## Finding the most reccomeneded books on Reddit

People often use Amazon links (to books) in Reddit comments to act as a proxy for what books are being mentioned the most on Reddit. This is due to the fact that Amazon links are easy to parse (see regex) and look up (see Amazon PA-API). However, this isn't necessarily an accurate proxy, as there are countless mentions to books by just using the title and author (e.g. *The Intelligent Investor by Benjamin Graham*).

Many of these book mentions come from submissions asking questionss such as these:
* [Reddit, what are some "MUST read" books?](https://www.reddit.com/r/AskReddit/comments/34m5n6/reddit_what_are_some_must_read_books/)
* [What are /r/investing's favorite books? - Future side bar link.](https://www.reddit.com/r/investing/comments/166ha8/what_are_rinvestings_favorite_books_future_side/)
* [What is a good cook book for a beginner?](https://www.reddit.com/r/Cooking/comments/6m5enh/what_is_a_good_cook_book_for_a_beginner/)

Taking a brief look at these posts, there are almost no Amazon links, and consequently modern scrapers will not pick up these book reccomendations. Even more, these posts are highly targeted, and garner attention from the entire community--often providing hundreds of book reccomendations with in-depth discussions for each one. To miss out on these would be very detrimental to a reccomendation service that strives to be accurate.

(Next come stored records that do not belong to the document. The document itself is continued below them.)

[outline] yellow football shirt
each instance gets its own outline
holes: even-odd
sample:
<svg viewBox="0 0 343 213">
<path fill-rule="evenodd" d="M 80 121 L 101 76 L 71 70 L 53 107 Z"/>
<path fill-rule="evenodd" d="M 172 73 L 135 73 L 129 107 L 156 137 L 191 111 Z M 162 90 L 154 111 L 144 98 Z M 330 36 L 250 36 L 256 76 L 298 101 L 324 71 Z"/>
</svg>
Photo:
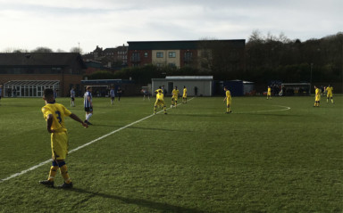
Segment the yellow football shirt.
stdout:
<svg viewBox="0 0 343 213">
<path fill-rule="evenodd" d="M 44 119 L 46 120 L 49 114 L 53 115 L 53 125 L 51 129 L 55 132 L 66 132 L 64 117 L 71 116 L 71 111 L 60 103 L 47 103 L 42 107 Z"/>
<path fill-rule="evenodd" d="M 172 96 L 173 97 L 178 97 L 179 96 L 179 89 L 173 89 L 172 90 Z"/>
<path fill-rule="evenodd" d="M 315 89 L 315 102 L 321 101 L 321 90 L 319 88 Z"/>
<path fill-rule="evenodd" d="M 155 91 L 157 94 L 156 94 L 156 100 L 164 100 L 164 94 L 163 94 L 163 92 L 162 91 L 162 89 L 157 89 Z"/>
<path fill-rule="evenodd" d="M 328 87 L 326 87 L 326 92 L 328 93 L 328 94 L 332 94 L 332 90 L 333 90 L 333 88 L 332 88 L 332 86 L 328 86 Z"/>
<path fill-rule="evenodd" d="M 186 97 L 187 96 L 187 88 L 184 88 L 183 89 L 183 97 Z"/>
</svg>

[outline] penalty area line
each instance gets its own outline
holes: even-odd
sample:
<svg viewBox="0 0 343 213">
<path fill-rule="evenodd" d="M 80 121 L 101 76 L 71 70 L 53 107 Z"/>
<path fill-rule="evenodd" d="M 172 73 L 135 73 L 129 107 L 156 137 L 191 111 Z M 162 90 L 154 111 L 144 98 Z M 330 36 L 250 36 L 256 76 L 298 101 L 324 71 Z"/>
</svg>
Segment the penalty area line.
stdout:
<svg viewBox="0 0 343 213">
<path fill-rule="evenodd" d="M 189 101 L 192 100 L 192 99 L 193 99 L 193 98 L 189 99 Z M 181 103 L 179 103 L 178 105 L 180 105 L 180 104 L 181 104 Z M 168 110 L 169 110 L 169 109 L 168 109 Z M 162 111 L 158 111 L 156 114 L 161 113 Z M 69 153 L 72 153 L 72 152 L 77 152 L 77 151 L 79 151 L 79 150 L 80 150 L 80 149 L 82 149 L 82 148 L 85 148 L 86 146 L 88 146 L 88 145 L 90 145 L 90 144 L 92 144 L 92 143 L 96 143 L 96 142 L 98 142 L 98 141 L 100 141 L 100 140 L 102 140 L 102 139 L 104 139 L 104 138 L 105 138 L 105 137 L 107 137 L 107 136 L 109 136 L 109 135 L 113 135 L 114 133 L 117 133 L 117 132 L 119 132 L 119 131 L 121 131 L 121 130 L 123 130 L 123 129 L 125 129 L 125 128 L 127 128 L 127 127 L 131 127 L 132 125 L 138 124 L 138 123 L 139 123 L 139 122 L 141 122 L 141 121 L 143 121 L 143 120 L 145 120 L 145 119 L 150 119 L 150 118 L 153 117 L 153 116 L 155 116 L 155 114 L 151 114 L 151 115 L 149 115 L 149 116 L 146 116 L 146 117 L 145 117 L 145 118 L 143 118 L 143 119 L 141 119 L 136 120 L 136 121 L 134 121 L 134 122 L 132 122 L 132 123 L 130 123 L 130 124 L 128 124 L 128 125 L 126 125 L 126 126 L 124 126 L 124 127 L 120 127 L 120 128 L 118 128 L 118 129 L 116 129 L 116 130 L 114 130 L 114 131 L 112 131 L 112 132 L 110 132 L 110 133 L 108 133 L 108 134 L 106 134 L 106 135 L 102 135 L 102 136 L 100 136 L 100 137 L 98 137 L 98 138 L 96 138 L 96 139 L 95 139 L 95 140 L 93 140 L 93 141 L 91 141 L 91 142 L 88 142 L 88 143 L 85 143 L 85 144 L 83 144 L 83 145 L 80 145 L 80 146 L 79 146 L 79 147 L 73 149 L 73 150 L 71 150 L 71 151 L 69 152 Z M 46 164 L 48 163 L 48 162 L 51 162 L 51 160 L 45 160 L 45 161 L 43 161 L 43 162 L 40 162 L 40 163 L 38 163 L 38 164 L 37 164 L 37 165 L 35 165 L 35 166 L 33 166 L 33 167 L 28 168 L 28 169 L 25 169 L 25 170 L 22 170 L 22 171 L 21 171 L 21 172 L 18 172 L 18 173 L 15 173 L 15 174 L 13 174 L 13 175 L 11 175 L 11 176 L 9 176 L 4 178 L 4 179 L 0 179 L 0 183 L 3 183 L 3 182 L 5 182 L 5 181 L 8 181 L 8 180 L 11 180 L 11 179 L 13 179 L 13 178 L 14 178 L 14 177 L 22 176 L 22 175 L 24 175 L 24 174 L 29 172 L 29 171 L 35 170 L 36 168 L 40 168 L 40 167 L 46 165 Z"/>
</svg>

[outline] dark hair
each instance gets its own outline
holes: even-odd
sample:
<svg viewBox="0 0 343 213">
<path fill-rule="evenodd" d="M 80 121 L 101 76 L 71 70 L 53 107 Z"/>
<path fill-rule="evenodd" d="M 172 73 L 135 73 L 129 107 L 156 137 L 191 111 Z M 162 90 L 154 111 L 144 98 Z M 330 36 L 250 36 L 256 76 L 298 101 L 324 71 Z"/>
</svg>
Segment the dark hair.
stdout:
<svg viewBox="0 0 343 213">
<path fill-rule="evenodd" d="M 49 96 L 54 97 L 54 90 L 53 89 L 49 89 L 49 88 L 45 89 L 44 90 L 44 96 L 46 96 L 46 97 L 49 97 Z"/>
</svg>

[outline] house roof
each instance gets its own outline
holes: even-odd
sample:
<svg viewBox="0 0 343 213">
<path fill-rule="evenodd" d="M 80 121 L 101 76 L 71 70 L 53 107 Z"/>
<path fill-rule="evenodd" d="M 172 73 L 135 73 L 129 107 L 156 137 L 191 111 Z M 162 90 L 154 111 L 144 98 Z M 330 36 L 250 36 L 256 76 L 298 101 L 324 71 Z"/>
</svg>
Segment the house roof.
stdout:
<svg viewBox="0 0 343 213">
<path fill-rule="evenodd" d="M 59 80 L 11 80 L 4 84 L 4 86 L 56 86 Z"/>
<path fill-rule="evenodd" d="M 0 53 L 0 66 L 68 66 L 79 61 L 86 65 L 77 53 Z"/>
<path fill-rule="evenodd" d="M 204 42 L 230 43 L 244 47 L 245 39 L 236 40 L 188 40 L 188 41 L 128 41 L 129 50 L 196 50 Z"/>
</svg>

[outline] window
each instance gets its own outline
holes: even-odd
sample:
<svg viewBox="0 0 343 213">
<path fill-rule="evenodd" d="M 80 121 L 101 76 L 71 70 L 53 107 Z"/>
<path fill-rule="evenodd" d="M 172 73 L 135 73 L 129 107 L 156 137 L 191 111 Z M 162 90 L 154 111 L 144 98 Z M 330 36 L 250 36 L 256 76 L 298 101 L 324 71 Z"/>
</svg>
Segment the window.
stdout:
<svg viewBox="0 0 343 213">
<path fill-rule="evenodd" d="M 139 53 L 132 53 L 131 61 L 140 61 Z"/>
<path fill-rule="evenodd" d="M 191 52 L 186 52 L 185 53 L 185 62 L 189 62 L 190 61 L 192 61 L 192 53 Z"/>
<path fill-rule="evenodd" d="M 176 57 L 176 53 L 175 52 L 169 52 L 169 57 L 170 58 L 175 58 Z"/>
<path fill-rule="evenodd" d="M 163 58 L 163 52 L 157 52 L 156 57 L 157 58 Z"/>
</svg>

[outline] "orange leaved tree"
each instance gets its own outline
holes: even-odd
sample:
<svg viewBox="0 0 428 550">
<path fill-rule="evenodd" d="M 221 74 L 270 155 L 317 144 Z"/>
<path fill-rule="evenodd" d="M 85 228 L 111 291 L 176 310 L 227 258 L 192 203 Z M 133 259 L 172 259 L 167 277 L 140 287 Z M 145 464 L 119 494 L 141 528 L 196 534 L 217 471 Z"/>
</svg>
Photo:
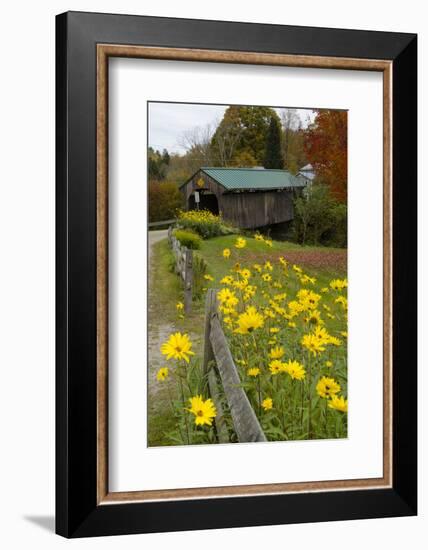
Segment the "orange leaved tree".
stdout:
<svg viewBox="0 0 428 550">
<path fill-rule="evenodd" d="M 347 198 L 348 113 L 320 110 L 306 131 L 305 152 L 317 179 L 341 202 Z"/>
</svg>

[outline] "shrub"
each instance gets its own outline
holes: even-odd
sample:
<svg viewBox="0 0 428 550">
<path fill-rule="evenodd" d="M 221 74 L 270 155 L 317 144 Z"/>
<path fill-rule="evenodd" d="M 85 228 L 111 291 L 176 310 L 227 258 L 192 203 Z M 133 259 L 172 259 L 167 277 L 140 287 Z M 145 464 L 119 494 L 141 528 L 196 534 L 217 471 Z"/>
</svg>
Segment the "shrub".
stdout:
<svg viewBox="0 0 428 550">
<path fill-rule="evenodd" d="M 194 233 L 193 231 L 176 229 L 174 231 L 174 236 L 182 246 L 185 246 L 190 250 L 199 250 L 201 248 L 202 239 L 197 233 Z"/>
<path fill-rule="evenodd" d="M 346 246 L 346 205 L 338 202 L 326 185 L 312 185 L 294 201 L 293 232 L 301 244 Z"/>
<path fill-rule="evenodd" d="M 216 216 L 209 210 L 181 211 L 178 214 L 178 223 L 185 229 L 195 231 L 203 239 L 234 233 L 233 228 L 221 216 Z"/>
<path fill-rule="evenodd" d="M 170 182 L 149 182 L 149 221 L 160 222 L 175 218 L 183 205 L 183 197 Z"/>
<path fill-rule="evenodd" d="M 207 281 L 204 279 L 204 275 L 207 272 L 207 263 L 206 261 L 198 256 L 193 254 L 193 298 L 199 300 L 203 295 L 203 289 L 206 286 Z"/>
</svg>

**Our goal in this notebook is to find a reliable method capable of finding which books were mentioned in a comment.** Here are some observations that may lead to such an algortihm:
- Books are almost always mentioned in the top-level comments (in the kind of submissions mentioned above)
- Most people capitalize the book title
- Most people mention the author
    - e.g. The Intelligent Investor **by Benjamin Graham**




In [62]:
# base imports
import praw
import requests
import time
from urllib.error import HTTPError, URLError
from nltk.corpus import stopwords
from nltk.tokenize import sent_tokenize, word_tokenize
from pathlib import Path

### Getting some sample comments to work with
In order to first build and test our parser, we will gather sample comments from two subreddits that are dedicated soley to suggseting books:
* [r/SuggestMeABook](https://reddit.com/r/suggestmeabook)
* [r/booksuggestions](https://reddit.com/r/booksuggestions)

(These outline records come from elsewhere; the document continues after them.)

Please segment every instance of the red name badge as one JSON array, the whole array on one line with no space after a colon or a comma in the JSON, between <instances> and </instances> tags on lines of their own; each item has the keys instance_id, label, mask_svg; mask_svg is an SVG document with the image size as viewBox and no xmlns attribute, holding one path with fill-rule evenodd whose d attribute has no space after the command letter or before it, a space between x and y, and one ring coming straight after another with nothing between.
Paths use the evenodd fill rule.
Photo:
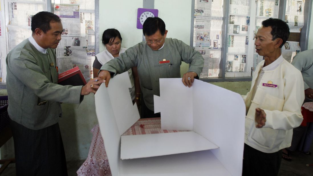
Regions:
<instances>
[{"instance_id":1,"label":"red name badge","mask_svg":"<svg viewBox=\"0 0 313 176\"><path fill-rule=\"evenodd\" d=\"M161 64L161 63L170 63L170 61L159 61L159 63Z\"/></svg>"}]
</instances>

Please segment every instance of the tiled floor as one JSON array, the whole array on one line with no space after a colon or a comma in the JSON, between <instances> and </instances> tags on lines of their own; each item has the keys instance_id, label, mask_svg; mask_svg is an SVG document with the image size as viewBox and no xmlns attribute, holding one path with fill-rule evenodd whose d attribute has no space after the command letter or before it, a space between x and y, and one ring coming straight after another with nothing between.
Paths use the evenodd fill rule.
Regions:
<instances>
[{"instance_id":1,"label":"tiled floor","mask_svg":"<svg viewBox=\"0 0 313 176\"><path fill-rule=\"evenodd\" d=\"M313 144L311 145L310 151L313 152ZM313 176L313 166L307 167L307 164L313 164L313 155L305 155L299 151L291 153L292 158L291 161L282 160L279 176ZM82 164L84 161L69 161L67 163L68 173L69 176L77 175L76 171ZM12 164L13 166L14 164ZM1 176L15 175L15 168L7 168Z\"/></svg>"}]
</instances>

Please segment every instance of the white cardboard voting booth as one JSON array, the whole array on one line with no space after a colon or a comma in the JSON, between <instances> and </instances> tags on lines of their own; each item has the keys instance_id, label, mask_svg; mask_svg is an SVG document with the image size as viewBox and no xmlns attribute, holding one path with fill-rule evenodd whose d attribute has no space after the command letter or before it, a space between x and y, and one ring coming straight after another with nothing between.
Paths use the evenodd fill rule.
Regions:
<instances>
[{"instance_id":1,"label":"white cardboard voting booth","mask_svg":"<svg viewBox=\"0 0 313 176\"><path fill-rule=\"evenodd\" d=\"M162 129L181 132L121 135L140 118L127 73L102 85L96 111L112 175L241 175L245 106L241 96L195 80L160 79L156 113Z\"/></svg>"}]
</instances>

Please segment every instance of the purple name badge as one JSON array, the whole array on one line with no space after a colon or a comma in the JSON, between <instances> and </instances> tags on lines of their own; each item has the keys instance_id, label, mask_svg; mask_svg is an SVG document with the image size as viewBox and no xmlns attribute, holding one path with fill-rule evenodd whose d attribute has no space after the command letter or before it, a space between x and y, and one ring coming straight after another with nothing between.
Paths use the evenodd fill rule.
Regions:
<instances>
[{"instance_id":1,"label":"purple name badge","mask_svg":"<svg viewBox=\"0 0 313 176\"><path fill-rule=\"evenodd\" d=\"M277 85L276 84L268 84L267 83L263 83L262 84L262 85L264 86L266 86L267 87L277 88Z\"/></svg>"}]
</instances>

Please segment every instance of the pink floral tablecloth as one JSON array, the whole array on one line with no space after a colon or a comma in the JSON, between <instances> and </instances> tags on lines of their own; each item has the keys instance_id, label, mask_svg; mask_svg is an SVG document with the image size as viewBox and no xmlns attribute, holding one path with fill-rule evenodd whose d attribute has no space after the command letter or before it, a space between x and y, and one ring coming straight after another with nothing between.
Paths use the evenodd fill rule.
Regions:
<instances>
[{"instance_id":1,"label":"pink floral tablecloth","mask_svg":"<svg viewBox=\"0 0 313 176\"><path fill-rule=\"evenodd\" d=\"M181 131L161 129L160 118L140 119L123 134L136 135L179 132ZM99 125L91 129L92 140L88 157L77 171L79 176L111 175L108 157L104 148Z\"/></svg>"},{"instance_id":2,"label":"pink floral tablecloth","mask_svg":"<svg viewBox=\"0 0 313 176\"><path fill-rule=\"evenodd\" d=\"M304 103L301 107L301 113L303 116L301 126L306 126L307 123L313 122L313 102Z\"/></svg>"}]
</instances>

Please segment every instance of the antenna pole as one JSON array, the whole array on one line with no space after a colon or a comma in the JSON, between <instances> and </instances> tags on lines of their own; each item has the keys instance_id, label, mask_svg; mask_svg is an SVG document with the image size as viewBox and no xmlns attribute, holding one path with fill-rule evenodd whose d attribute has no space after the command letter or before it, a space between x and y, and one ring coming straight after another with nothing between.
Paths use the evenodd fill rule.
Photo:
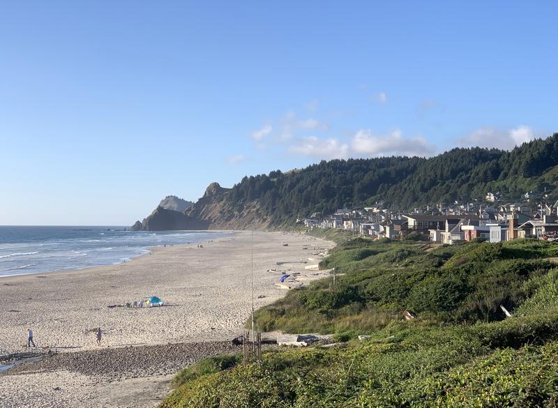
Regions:
<instances>
[{"instance_id":1,"label":"antenna pole","mask_svg":"<svg viewBox=\"0 0 558 408\"><path fill-rule=\"evenodd\" d=\"M252 341L256 342L256 322L254 317L254 230L252 230Z\"/></svg>"}]
</instances>

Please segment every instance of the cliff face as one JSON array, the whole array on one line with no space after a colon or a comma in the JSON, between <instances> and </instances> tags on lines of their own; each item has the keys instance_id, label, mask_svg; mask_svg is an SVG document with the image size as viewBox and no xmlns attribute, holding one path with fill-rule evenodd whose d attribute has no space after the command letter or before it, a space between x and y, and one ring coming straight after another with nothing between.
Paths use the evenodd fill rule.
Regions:
<instances>
[{"instance_id":1,"label":"cliff face","mask_svg":"<svg viewBox=\"0 0 558 408\"><path fill-rule=\"evenodd\" d=\"M141 227L140 227L141 225ZM168 231L171 229L206 229L208 223L180 211L157 207L143 222L137 221L133 231Z\"/></svg>"},{"instance_id":2,"label":"cliff face","mask_svg":"<svg viewBox=\"0 0 558 408\"><path fill-rule=\"evenodd\" d=\"M130 229L261 229L268 226L269 220L259 213L255 202L245 203L241 209L237 211L228 199L229 190L229 188L221 187L218 183L211 183L204 196L183 212L165 209L160 205L142 222L137 221ZM173 201L171 199L167 202Z\"/></svg>"},{"instance_id":3,"label":"cliff face","mask_svg":"<svg viewBox=\"0 0 558 408\"><path fill-rule=\"evenodd\" d=\"M167 195L161 200L158 206L163 207L165 210L174 210L183 213L193 204L194 203L191 201L179 198L176 195Z\"/></svg>"}]
</instances>

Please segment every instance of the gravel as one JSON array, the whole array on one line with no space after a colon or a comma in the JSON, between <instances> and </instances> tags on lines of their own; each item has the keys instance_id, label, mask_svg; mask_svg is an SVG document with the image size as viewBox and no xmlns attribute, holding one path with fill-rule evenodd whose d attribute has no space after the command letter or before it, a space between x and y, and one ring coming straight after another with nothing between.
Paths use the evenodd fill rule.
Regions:
<instances>
[{"instance_id":1,"label":"gravel","mask_svg":"<svg viewBox=\"0 0 558 408\"><path fill-rule=\"evenodd\" d=\"M53 354L13 367L0 372L0 377L66 370L104 379L124 379L174 374L206 357L241 352L242 346L233 345L231 342L105 348Z\"/></svg>"}]
</instances>

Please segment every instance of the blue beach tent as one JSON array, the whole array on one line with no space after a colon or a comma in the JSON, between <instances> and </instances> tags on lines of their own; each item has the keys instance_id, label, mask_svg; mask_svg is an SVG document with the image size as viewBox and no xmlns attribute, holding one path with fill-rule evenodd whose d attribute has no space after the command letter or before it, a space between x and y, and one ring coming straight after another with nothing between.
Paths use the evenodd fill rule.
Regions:
<instances>
[{"instance_id":1,"label":"blue beach tent","mask_svg":"<svg viewBox=\"0 0 558 408\"><path fill-rule=\"evenodd\" d=\"M157 296L149 296L149 303L152 306L160 306L163 305L163 301Z\"/></svg>"},{"instance_id":2,"label":"blue beach tent","mask_svg":"<svg viewBox=\"0 0 558 408\"><path fill-rule=\"evenodd\" d=\"M289 274L287 274L287 273L285 273L285 275L282 275L282 276L281 276L281 277L279 278L279 282L280 282L281 283L282 283L283 282L285 282L285 279L287 279L287 278L289 278L289 276L290 276L290 275L289 275Z\"/></svg>"}]
</instances>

We will futher refine our sample by only gathering comments from submissions that are asking a question (i.e. the title ends with a '?')


In [2]:
def get_reddit_client():
    api_creds = {}
    with open('../puller-api-creds.env') as f:
        for line in f:
            k, v = line.rstrip().split('=')
            api_creds[k] = v
    return praw.Reddit( user_agent='book submission parser',
                        client_id=api_creds['CLIENT_ID'],
                        client_secret=api_creds['CLIENT_SECRET'],
                        username=api_creds['USERNAME'],
                        password=api_creds['PASSWORD'] )

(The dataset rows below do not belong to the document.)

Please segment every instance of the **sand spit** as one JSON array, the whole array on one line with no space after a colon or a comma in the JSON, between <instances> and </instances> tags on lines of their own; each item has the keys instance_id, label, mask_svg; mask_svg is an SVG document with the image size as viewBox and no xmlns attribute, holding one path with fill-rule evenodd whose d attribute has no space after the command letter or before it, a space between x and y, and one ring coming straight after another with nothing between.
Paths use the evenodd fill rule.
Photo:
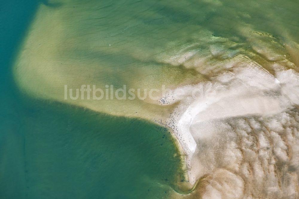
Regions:
<instances>
[{"instance_id":1,"label":"sand spit","mask_svg":"<svg viewBox=\"0 0 299 199\"><path fill-rule=\"evenodd\" d=\"M167 124L187 155L190 182L205 184L204 198L298 197L299 74L274 66L273 75L241 56L229 65L162 98L180 96Z\"/></svg>"},{"instance_id":2,"label":"sand spit","mask_svg":"<svg viewBox=\"0 0 299 199\"><path fill-rule=\"evenodd\" d=\"M298 197L297 3L49 1L13 69L24 94L172 128L198 183L179 197ZM64 100L89 84L170 90Z\"/></svg>"}]
</instances>

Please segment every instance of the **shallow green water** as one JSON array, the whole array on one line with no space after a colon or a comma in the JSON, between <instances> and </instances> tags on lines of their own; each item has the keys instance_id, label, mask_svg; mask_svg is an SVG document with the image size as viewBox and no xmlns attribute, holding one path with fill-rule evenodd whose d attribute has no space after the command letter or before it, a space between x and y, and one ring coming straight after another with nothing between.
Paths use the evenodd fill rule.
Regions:
<instances>
[{"instance_id":1,"label":"shallow green water","mask_svg":"<svg viewBox=\"0 0 299 199\"><path fill-rule=\"evenodd\" d=\"M0 23L0 198L169 196L182 174L166 129L19 91L11 67L38 3L14 1L1 8Z\"/></svg>"},{"instance_id":2,"label":"shallow green water","mask_svg":"<svg viewBox=\"0 0 299 199\"><path fill-rule=\"evenodd\" d=\"M239 54L266 68L299 62L296 1L49 1L1 3L1 198L159 198L181 174L165 129L28 93L65 102L65 84L195 84ZM67 102L160 110L136 101Z\"/></svg>"}]
</instances>

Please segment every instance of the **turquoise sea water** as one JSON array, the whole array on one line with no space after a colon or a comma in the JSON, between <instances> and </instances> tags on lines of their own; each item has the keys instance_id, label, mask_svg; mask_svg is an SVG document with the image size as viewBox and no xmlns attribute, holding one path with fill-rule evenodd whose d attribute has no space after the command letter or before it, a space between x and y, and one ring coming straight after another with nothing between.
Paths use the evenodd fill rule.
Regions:
<instances>
[{"instance_id":1,"label":"turquoise sea water","mask_svg":"<svg viewBox=\"0 0 299 199\"><path fill-rule=\"evenodd\" d=\"M7 1L0 10L0 198L169 196L182 174L166 129L36 100L17 88L11 67L41 3Z\"/></svg>"}]
</instances>

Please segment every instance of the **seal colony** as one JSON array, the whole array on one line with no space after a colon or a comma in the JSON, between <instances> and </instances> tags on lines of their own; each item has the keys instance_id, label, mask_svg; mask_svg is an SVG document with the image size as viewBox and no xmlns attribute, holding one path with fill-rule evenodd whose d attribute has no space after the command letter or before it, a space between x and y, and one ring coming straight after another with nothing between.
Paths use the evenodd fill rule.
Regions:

def sub_exists(reddit, subreddit):
    from prawcore import NotFound
    exists = True
    try:
        reddit.subreddits.search_by_name(subreddit, exact=True)
    except NotFound:
        exists = False
    return exists


def get_subreddit_sample_comments(reddit, subreddit_name):
    if not sub_exists(reddit, subreddit_name):
        raise ValueError("please enter a valid subreddit name")
    comments = []
    subreddit = reddit.subreddit(subreddit_name)
    for submission in subreddit.top(time_filter='week'):
        if submission.title[-1] != '?':
            continue
        comments.extend(submission.comments)
        break
    return comments

In [3]:
# instantiate the client
reddit = get_reddit_client()
# gather some arbritrary sample comments
comments = get_subreddit_sample_comments(reddit, 'suggestmeabook')

In [4]:
print(f'Gathered {len(comments)} sample comments')
for comment in comments[:3]:
    print('-' * 80)
    print(comment.body)

Gathered 68 sample comments
--------------------------------------------------------------------------------
*The Painted Bird* by Kozinski should make you lose faith in humanity.
--------------------------------------------------------------------------------
The Collector by John Fowles

It was unsettling how 'normal' the characters thoughts and actions became as you kept reading 
--------------------------------------------------------------------------------
The Conspiracy Against The Human Race by Thomas Ligotti. I swear to god this book is dangerous, I read it for the first time when I was already in a really nihilistic, existentially distraught place and it pretty much confirmed and enforced the way I was feeling. I am still and always will be a big Ligotti fan but I do wonder if the last 5 years would have been different if I didn’t go into such a downward spiral at such a crucial time in my life.


### Building a preliminary parsing pipeline
The stages of parsing book titles out of a comment will be broken into the following steps:

**Important Note**: Comments on Reddit are represented by markdown

1. Get the text-representation of the rendered markdown 
2. Tokenize the comment text into sentences
3. Tokenize each sentence into words
4. Find consecutive sequences of capitalized non-stopword words
    * e.g. I thought that *The Intelligent Investor: The Definitive Book on Value Investing* was a great book

In [56]:
from bs4 import BeautifulSoup
from markdown import markdown

DEBUG = False
# Really abritrary title length requirement
MIN_TITLE_LEN = 4
# Global stopwords set (for quick lookup)
STOPWORDS = set(stopwords.words())

def markdown_to_text(md):
    html = markdown(md)
    return ''.join(BeautifulSoup(html, 'lxml').findAll(text=True))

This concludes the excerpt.